Dal 2014 un gruppo di ricerca guidato da Salvatore Rubino – docente di microbiologia all’Università di Sassari – conduce un progetto di bio-archeologia basato sulla genomica e finalizzato all’identificazione delle infezioni che colpirono in maniera letale i prigionieri austro-ungarici. Finora è stato possibile prelevare dall’Ossario alcuni denti, la cui polpa – sottoposta a sequenziamento del dna – ha permesso di rilevare microrganismi patogeni come staphylococcus e salmonella.
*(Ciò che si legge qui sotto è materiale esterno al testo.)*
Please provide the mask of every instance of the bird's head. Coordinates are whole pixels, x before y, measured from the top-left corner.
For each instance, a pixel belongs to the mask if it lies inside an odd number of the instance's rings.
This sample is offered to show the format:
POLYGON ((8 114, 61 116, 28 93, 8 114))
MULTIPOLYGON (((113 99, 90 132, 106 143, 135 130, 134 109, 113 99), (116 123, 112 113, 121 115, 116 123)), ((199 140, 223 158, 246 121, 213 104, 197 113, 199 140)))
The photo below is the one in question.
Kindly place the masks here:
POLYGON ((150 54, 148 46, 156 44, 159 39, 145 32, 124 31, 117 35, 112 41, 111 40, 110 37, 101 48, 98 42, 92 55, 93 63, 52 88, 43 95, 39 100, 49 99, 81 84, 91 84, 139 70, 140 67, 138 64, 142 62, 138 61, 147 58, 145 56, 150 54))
Se gli scavi archeologici in programma nelle zone cimiteriali dovessero portare alla scoperta di ulteriori reperti organici, future analisi potrebbero far emergere anche il Vibrio cholerae, investigato per la prima volta all’Asinara nel 1915 dal batteriologo Luigi Piras.
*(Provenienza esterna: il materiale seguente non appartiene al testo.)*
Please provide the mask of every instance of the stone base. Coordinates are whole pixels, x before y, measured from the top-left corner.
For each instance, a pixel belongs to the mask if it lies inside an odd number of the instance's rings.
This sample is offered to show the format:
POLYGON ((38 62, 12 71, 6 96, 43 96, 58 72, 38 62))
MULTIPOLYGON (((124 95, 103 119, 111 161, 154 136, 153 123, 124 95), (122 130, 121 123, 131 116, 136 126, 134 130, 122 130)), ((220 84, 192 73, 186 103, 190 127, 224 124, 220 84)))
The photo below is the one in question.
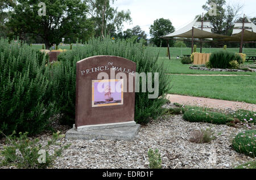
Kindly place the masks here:
POLYGON ((66 133, 68 140, 132 140, 139 132, 140 125, 134 126, 98 129, 97 130, 79 132, 75 128, 66 133))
Sebbene molti prigionieri fossero afflitti da disagio psicologico, il diario del ceco Josef Šrámek tramanda stralci di vita. Partite di calcio, esibizioni musicali degli stessi internati e la pubblicazione di giornali e riviste satiriche, contribuivano a placare i contrasti fra persone di differente nazionalità e alleviavano il senso di emarginazione dal mondo, allontanando dal ristretto orizzonte lo spettro della fine.

Fra i prigionieri di guerra detenuti all’Asinara vi erano anche pittori e scultori. Di una base di statua in pietra – erosa da raffiche di vento e oblio – rimane, solitaria, la raffigurazione della morte. Forse un monito del destino, affinché l’impietosa falce serva oggi da spauracchio e sia strumento di liberazione per l’Asinara e tutte le isole della riva nord del Mediterraneo, troppo spesso ingrato approdo di popoli in cerca di asilo.